Forest Legacy Program

Overview

Congress created the Forest Legacy Program in 1990 as part of the Farm Bill. Its purpose is to help landowners, state and local governments, and land trusts identify and protect environmentally important forest lands that are threatened by present or future conversion to non-forest uses. Fragmentation of forest ownership, further subdivision, and development are the greatest threats to forest values and the rural cultures that depend upon them. The Forest Legacy Program will help assure that both traditional uses of private lands and the public values of New Mexico’s forest resources are protected for future generations.
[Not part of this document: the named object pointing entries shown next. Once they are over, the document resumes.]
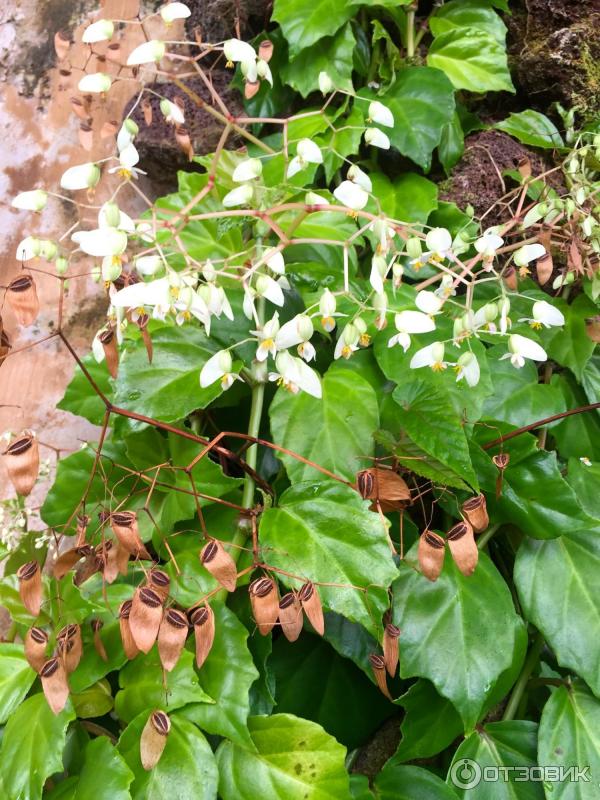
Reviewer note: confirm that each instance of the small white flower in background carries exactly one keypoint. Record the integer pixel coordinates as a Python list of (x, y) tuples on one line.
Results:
[(99, 31), (408, 322), (172, 112), (34, 200), (83, 176), (522, 348), (173, 11), (247, 170), (351, 195), (240, 196), (381, 114), (377, 138), (147, 53), (96, 83), (218, 367), (467, 368), (430, 356)]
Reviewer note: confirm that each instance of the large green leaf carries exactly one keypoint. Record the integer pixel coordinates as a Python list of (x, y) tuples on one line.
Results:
[(186, 770), (292, 758), (327, 534), (460, 633), (558, 582), (226, 676), (498, 744), (32, 748), (569, 736), (335, 431)]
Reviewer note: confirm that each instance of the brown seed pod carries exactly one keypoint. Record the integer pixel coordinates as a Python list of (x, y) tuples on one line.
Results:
[(54, 684), (172, 634), (475, 510), (36, 641), (23, 300), (431, 554), (220, 564), (125, 527), (378, 667), (30, 586), (145, 617), (290, 616), (265, 604), (390, 648), (463, 548), (154, 738), (203, 620), (130, 648), (22, 460), (311, 603)]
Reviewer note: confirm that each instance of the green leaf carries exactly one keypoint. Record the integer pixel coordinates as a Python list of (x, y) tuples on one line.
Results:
[(472, 59), (226, 676), (327, 532), (558, 582), (293, 758), (32, 748), (473, 618), (304, 25), (16, 677), (186, 770), (335, 431), (531, 128), (332, 54), (569, 737), (422, 102), (498, 744)]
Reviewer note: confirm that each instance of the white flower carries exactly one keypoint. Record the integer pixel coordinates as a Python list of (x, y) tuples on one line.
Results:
[(521, 348), (98, 32), (173, 11), (351, 195), (96, 83), (240, 196), (381, 114), (377, 138), (83, 176), (34, 200), (468, 368), (408, 322), (430, 356), (247, 170), (147, 53)]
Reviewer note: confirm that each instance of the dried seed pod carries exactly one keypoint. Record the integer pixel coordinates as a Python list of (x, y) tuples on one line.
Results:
[(311, 603), (172, 634), (22, 459), (54, 684), (145, 617), (36, 641), (125, 527), (203, 620), (265, 603), (23, 300), (290, 616), (130, 648), (220, 564), (30, 586), (108, 340), (154, 738), (431, 554), (475, 510), (390, 648), (97, 626), (463, 548), (378, 667)]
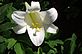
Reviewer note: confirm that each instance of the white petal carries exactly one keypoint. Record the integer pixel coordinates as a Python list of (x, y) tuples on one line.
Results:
[(38, 39), (19, 21), (19, 14), (49, 16), (53, 14), (19, 29), (27, 6), (52, 29), (35, 5)]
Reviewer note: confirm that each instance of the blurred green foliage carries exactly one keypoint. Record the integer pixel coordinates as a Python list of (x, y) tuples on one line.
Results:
[(11, 43)]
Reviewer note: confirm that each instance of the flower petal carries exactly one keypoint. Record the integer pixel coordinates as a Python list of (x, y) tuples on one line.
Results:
[(36, 37), (49, 16), (19, 14), (27, 6), (53, 14), (19, 21), (19, 29), (52, 29), (35, 6)]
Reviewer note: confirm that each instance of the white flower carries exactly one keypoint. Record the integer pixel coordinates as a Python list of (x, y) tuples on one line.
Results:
[(36, 22)]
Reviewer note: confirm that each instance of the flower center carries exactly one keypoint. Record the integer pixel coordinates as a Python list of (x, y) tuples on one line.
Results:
[(33, 19)]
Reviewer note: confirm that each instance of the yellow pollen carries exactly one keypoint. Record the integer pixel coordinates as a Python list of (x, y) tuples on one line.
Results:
[(35, 20)]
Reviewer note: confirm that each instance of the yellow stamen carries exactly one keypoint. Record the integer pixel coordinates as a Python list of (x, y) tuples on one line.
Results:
[(35, 20)]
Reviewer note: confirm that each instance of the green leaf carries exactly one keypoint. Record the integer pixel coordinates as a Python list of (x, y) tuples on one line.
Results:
[(39, 51), (3, 12), (51, 52), (73, 43), (9, 13), (29, 51), (6, 26), (11, 43), (2, 39), (18, 49), (2, 48), (53, 43)]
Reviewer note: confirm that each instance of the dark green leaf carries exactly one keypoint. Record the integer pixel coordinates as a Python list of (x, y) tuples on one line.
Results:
[(2, 39), (18, 49), (53, 43), (2, 48), (6, 26), (11, 43), (39, 51), (29, 51), (73, 43), (3, 12), (51, 52)]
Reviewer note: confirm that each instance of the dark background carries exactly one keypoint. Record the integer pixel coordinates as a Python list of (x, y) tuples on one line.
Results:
[(69, 17)]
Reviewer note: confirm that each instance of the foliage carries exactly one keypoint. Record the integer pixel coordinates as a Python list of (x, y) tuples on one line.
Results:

Forest Legacy logo (fir tree in aspen leaf) - Conserving Land

The most important part of Forest Legacy is private land owners who want to conserve the special values of their land for future generations. Willing landowners that want to be accepted into the program may sell the development rights to all or part of their properties to the state of New Mexico. These ‘conservation easements’ are held in perpetuity by the state and effectively retire the rights to subdivide and develop the properties for non-forest uses. Participating landowners retain all other rights to their properties including occupancy, use for enjoyment or profit, and transfer to heirs or sale to new owners. In other words, the landowner continues to live and work on the land. Property taxes are paid on the retained rights, as determined by the County Assessor. These private forests continue to produce wood products, provide wildlife habitats and open space, contribute to watershed integrity, and are protected from urban sprawl.

The Forest Legacy Program is made available to the State of New Mexico by a grant from the USDA – Forest Service. The initial step by the state is an Assessment of Need, which is a study of the current status of New Mexico’s private forests and the threats to convert them to non-forest uses. The draft Assessment of Need is presently available for review at the New Mexico Energy, Minerals and Natural Resources Department – Forestry Division. When this planning document is finalized, owners of environmentally important forests will be invited to participate in the Forest Legacy Program. Those who choose to sell conservation easements to the state will be encouraged to form partnerships with land trust organizations that can help them with their property appraisals, and tax or estate planning. Up to 75% of the easement purchase price is provided through a federal grant and the state or other non-federal sources provide the remainder.